Duyduklarımı yazmak için ısrar ediyorum, kabul ediyor. Bu sırada sohbet çemberi genişliyor, Kobanêli kadın savaşçılar da geliyor. Bahar, Kobanêli genç bir kadın. IŞİD Kobanê’nin etrafını sarmaya başladığında, yani iki yıl önce YPJ’ye katılmış. Bir kere yaralanmış, yarası hâlâ tam olarak iyileşmemiş. O da YPJ’ye katıldığından beri hayata olan bakışının nasıl değiştiğini anlatıyor:
“Eskiden ailemle yaşarken kadınların daha güçsüz olduğunu düşünürdüm ve bunu son derece de normal bulurdum. Özellikle silahlar beni çok korkuturdu. Sadece erkekler silah kullanabilir diye düşünürdüm. Ama şimdi kadınların da, erkeklerin yaptığı her şeyi yapabileceğini biliyorum. Eskiden erkek işi, kadın işi diye ayırıp normalleştirdiğim hiçbir şey artık normal gelmiyor.”

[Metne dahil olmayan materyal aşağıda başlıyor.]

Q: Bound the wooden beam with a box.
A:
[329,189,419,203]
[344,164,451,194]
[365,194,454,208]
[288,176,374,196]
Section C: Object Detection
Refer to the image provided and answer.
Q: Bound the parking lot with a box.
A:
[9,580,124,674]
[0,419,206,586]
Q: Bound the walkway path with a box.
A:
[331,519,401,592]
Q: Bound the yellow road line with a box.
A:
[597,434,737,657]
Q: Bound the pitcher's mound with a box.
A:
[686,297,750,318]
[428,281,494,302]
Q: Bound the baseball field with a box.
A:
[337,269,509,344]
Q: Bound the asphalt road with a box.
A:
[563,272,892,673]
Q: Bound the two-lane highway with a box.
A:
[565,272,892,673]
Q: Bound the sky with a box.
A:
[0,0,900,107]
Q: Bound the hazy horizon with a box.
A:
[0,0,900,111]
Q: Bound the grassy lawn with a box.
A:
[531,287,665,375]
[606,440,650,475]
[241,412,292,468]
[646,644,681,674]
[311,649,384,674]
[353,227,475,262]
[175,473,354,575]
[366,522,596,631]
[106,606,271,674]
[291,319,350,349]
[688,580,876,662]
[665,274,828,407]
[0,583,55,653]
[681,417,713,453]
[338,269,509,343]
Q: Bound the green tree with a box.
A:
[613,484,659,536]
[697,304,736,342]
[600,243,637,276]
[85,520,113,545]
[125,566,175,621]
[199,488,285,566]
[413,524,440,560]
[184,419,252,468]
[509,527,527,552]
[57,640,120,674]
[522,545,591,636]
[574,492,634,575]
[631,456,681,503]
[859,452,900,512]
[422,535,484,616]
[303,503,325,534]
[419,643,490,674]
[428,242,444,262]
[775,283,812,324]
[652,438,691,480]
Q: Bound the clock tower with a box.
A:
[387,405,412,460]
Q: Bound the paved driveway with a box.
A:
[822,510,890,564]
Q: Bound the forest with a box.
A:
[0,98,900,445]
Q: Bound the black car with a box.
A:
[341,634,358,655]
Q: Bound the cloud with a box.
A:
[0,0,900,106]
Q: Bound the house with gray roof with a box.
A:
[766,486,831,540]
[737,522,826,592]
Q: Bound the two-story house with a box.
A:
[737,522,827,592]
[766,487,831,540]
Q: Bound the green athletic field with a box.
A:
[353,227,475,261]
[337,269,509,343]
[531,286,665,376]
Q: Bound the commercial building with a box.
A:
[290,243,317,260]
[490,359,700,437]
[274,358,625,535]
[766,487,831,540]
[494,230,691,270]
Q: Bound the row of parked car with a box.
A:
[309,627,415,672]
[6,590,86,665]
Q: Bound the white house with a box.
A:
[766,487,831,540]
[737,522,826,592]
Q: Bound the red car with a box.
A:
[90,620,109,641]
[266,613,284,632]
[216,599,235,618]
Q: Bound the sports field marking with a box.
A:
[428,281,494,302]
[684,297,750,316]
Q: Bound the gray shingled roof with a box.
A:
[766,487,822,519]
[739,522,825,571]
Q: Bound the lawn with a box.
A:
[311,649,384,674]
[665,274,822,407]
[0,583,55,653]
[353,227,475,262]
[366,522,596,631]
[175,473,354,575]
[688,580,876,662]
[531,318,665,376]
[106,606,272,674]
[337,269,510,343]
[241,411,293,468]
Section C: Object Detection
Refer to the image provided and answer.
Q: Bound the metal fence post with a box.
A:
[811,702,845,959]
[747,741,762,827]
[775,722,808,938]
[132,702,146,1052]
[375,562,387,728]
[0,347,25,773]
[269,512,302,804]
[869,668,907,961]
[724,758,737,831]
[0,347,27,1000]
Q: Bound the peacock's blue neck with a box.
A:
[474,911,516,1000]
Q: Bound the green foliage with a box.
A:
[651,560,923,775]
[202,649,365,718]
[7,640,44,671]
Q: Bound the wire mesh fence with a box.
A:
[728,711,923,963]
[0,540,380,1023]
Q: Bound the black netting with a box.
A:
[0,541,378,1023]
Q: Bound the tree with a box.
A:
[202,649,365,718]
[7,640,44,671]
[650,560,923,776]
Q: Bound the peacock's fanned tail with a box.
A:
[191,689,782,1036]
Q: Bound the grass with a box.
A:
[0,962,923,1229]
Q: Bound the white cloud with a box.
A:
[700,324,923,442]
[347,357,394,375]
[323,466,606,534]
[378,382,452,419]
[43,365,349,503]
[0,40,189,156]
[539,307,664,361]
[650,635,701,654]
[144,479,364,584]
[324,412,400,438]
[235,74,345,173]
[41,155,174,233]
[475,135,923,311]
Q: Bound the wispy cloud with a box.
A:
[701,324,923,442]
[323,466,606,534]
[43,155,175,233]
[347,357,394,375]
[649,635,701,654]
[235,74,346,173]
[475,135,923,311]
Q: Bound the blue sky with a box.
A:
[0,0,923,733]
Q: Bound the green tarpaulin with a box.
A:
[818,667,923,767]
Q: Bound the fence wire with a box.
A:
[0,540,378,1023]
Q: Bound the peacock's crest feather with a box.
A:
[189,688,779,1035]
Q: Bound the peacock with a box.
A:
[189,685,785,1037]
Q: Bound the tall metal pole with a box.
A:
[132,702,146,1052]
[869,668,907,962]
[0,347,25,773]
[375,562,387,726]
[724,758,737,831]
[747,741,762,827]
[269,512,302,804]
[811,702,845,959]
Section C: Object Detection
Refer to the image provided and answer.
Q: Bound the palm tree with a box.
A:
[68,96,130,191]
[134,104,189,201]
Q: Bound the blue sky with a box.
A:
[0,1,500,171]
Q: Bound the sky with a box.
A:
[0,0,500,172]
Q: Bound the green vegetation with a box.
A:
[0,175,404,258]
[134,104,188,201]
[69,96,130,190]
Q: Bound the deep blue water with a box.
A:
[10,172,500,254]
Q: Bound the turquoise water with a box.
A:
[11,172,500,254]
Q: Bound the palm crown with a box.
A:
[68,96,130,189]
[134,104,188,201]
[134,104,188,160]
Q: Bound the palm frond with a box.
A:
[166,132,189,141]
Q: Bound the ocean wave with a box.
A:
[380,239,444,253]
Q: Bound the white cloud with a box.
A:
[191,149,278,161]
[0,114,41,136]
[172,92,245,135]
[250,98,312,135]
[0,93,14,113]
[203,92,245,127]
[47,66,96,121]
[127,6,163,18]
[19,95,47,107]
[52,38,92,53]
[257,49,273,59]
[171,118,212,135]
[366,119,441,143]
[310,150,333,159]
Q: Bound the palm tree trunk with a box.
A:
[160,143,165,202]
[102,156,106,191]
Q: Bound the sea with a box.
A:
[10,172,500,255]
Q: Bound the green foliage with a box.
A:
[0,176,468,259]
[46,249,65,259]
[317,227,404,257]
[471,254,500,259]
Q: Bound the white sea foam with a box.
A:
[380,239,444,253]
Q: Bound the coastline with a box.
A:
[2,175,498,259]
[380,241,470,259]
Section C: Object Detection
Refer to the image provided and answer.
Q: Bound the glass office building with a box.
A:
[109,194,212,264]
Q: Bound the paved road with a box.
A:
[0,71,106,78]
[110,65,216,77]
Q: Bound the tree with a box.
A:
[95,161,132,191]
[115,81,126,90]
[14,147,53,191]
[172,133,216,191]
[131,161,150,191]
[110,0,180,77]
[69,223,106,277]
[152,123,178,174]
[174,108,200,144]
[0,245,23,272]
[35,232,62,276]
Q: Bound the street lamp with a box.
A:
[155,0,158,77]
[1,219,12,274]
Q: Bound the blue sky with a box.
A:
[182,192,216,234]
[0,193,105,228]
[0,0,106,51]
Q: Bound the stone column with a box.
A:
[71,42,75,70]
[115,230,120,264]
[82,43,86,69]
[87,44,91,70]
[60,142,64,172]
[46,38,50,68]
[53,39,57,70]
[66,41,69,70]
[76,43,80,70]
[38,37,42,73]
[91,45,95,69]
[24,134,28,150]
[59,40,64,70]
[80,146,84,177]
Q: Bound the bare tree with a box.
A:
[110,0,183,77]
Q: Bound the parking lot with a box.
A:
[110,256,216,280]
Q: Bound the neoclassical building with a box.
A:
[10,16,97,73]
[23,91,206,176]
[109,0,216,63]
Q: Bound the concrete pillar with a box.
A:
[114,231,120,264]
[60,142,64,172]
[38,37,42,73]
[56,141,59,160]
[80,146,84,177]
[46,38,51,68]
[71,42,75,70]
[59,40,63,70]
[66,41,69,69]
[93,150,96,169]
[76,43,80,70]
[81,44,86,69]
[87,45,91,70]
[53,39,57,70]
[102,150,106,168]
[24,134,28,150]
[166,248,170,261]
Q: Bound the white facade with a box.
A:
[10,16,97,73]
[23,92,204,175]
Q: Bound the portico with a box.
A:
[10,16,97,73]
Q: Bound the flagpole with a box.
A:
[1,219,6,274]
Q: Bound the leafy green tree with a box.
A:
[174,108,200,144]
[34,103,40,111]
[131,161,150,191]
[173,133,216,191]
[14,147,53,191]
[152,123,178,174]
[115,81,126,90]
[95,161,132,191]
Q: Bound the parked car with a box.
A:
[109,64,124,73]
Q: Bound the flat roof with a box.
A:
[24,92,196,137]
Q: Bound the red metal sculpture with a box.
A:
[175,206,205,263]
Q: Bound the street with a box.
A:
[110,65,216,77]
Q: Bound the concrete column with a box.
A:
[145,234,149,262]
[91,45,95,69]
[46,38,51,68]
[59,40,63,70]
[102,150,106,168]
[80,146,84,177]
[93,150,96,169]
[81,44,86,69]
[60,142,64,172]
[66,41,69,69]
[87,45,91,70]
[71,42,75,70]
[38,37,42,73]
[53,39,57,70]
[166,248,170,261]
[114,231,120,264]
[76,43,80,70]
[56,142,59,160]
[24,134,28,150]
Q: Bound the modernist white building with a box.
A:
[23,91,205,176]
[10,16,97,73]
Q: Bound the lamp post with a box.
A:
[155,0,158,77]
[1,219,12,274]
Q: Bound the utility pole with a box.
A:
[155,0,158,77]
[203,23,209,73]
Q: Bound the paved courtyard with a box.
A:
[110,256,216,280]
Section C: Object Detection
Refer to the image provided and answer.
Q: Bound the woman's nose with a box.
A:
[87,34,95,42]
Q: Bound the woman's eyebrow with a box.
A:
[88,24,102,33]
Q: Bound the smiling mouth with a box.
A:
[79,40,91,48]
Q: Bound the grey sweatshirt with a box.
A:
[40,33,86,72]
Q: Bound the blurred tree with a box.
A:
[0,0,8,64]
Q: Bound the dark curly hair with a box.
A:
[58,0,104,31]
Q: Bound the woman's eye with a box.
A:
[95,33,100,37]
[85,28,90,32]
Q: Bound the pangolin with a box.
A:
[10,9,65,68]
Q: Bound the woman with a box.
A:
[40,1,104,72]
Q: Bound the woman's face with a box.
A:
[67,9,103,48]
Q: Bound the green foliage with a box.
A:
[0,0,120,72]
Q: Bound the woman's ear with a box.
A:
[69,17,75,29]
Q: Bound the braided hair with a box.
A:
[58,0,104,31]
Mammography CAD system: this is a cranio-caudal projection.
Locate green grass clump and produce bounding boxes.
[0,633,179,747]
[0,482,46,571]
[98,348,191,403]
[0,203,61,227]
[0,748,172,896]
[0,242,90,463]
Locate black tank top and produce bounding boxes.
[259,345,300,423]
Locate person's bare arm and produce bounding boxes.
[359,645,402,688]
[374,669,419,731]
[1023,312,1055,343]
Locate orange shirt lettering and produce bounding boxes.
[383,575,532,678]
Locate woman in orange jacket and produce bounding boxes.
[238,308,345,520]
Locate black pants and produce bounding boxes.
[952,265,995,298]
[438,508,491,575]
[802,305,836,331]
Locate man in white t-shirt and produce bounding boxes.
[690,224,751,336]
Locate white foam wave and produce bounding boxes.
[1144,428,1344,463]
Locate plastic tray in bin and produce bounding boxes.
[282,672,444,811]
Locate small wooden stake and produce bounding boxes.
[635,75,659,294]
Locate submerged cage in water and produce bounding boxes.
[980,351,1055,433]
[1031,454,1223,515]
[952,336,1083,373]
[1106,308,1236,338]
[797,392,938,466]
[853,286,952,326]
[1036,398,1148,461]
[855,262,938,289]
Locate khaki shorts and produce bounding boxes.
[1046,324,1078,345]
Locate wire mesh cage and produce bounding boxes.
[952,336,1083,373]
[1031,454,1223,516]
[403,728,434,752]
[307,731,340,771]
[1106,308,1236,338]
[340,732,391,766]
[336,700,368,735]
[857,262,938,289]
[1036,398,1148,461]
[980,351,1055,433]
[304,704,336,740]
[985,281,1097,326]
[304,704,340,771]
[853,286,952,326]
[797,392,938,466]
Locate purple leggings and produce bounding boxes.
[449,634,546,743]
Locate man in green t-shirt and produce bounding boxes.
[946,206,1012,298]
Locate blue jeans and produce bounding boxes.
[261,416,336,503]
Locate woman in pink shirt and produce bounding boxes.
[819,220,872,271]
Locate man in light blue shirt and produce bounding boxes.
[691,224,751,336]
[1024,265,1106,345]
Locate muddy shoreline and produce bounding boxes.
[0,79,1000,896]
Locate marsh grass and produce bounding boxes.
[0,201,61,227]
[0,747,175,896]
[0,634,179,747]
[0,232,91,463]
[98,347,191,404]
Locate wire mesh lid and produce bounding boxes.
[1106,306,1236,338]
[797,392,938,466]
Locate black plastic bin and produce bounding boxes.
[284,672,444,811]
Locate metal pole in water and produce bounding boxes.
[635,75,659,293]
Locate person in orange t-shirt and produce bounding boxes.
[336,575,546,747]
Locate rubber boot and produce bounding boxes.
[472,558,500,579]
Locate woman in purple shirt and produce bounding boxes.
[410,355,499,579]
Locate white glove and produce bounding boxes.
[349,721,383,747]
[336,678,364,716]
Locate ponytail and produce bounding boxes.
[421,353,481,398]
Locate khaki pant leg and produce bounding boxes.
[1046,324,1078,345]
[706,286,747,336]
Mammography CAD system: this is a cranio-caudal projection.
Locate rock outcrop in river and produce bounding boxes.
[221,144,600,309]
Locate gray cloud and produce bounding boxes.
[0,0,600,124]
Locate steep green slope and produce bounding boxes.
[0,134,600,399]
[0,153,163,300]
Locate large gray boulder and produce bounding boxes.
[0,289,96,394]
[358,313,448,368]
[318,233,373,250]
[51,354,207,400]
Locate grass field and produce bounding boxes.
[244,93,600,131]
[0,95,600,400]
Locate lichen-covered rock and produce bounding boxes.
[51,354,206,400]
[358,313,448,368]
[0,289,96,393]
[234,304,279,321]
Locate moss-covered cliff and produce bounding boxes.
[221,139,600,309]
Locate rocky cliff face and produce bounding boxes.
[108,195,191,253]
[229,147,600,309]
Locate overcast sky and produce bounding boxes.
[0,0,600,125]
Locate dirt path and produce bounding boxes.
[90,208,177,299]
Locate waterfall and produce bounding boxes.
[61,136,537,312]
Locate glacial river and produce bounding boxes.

Başka bir Kobanêli kadın savaşçı Bangin de ekliyor:
“Evimize, topraklarımıza, insanlarımıza saldırdılar, bize işkence yapmak istediler. Ben de ülkemi savunmaya karar verdim. Kendimizi savunmak için erkek olmamız gerekmiyor. Kadınlar da kendilerini, ülkelerini savunabilirler.”
Karşımda duran kadınların hepsi genç yaşlarına rağmen birbirinden cesur ve kararlı görünüyorlar. Ama yine de özellikle IŞİD gibi kadınlara işkenceyle ünlenen bir düşmanla savaşmak onları korkutmuyor mu, diye merak ediyorum ve sormadan geçemiyorum; “Karşınızdaki düşmanın IŞİD olması sizi korkutuyor mu?”
Zerrin ilk geldiğinde korktuğunu söyleyerek devam ediyor:
“İlk geldiğimde biraz korkuyordum. Ama şimdi korkumdan eser kalmadı, hiç korkmuyorum. Çünkü asıl korku, köle olmak. Şimdi özgürüm, kendimi savunabilirim. Kendi tercihlerimi yapabilirim. Bu bir savaş, ölmek de var, öldürmek de, ama köle olarak yaşama ihtimali ölme ihtimalinden daha korkutucu.”
Bangin, tam da bunun için savaştıklarının altını çiziyor:
“DAİŞ kadını köle yapmak isteyen erkek zihniyetinin en açık örneği. Biz de kadınlar olarak bunun için savaşıyoruz. Onlar ne kadar korkutmaya çalışsalar da korkmuyoruz. Bizim mücadelemiz sadece Kürt kadınları için değil, tüm kadınlar için. Bu erkek egemen sistemin içinde sömürülen, acı çeken, öldürülen, köleleştirilen tüm kadınlar için. Biz DAİŞ’le savaşarak tüm kadınlara mücadelenin ve başarının mümkün olabileceğini göstermek istiyoruz. Dünyadaki tüm kadınlar her türlü erkek şiddetiyle mücadele edebilirler ve erkeklerin sömürü düzenini yıkabilirler. Biz bütün kadınlara, kadınların ne kadar güçlü olduğunu göstermek istiyoruz.”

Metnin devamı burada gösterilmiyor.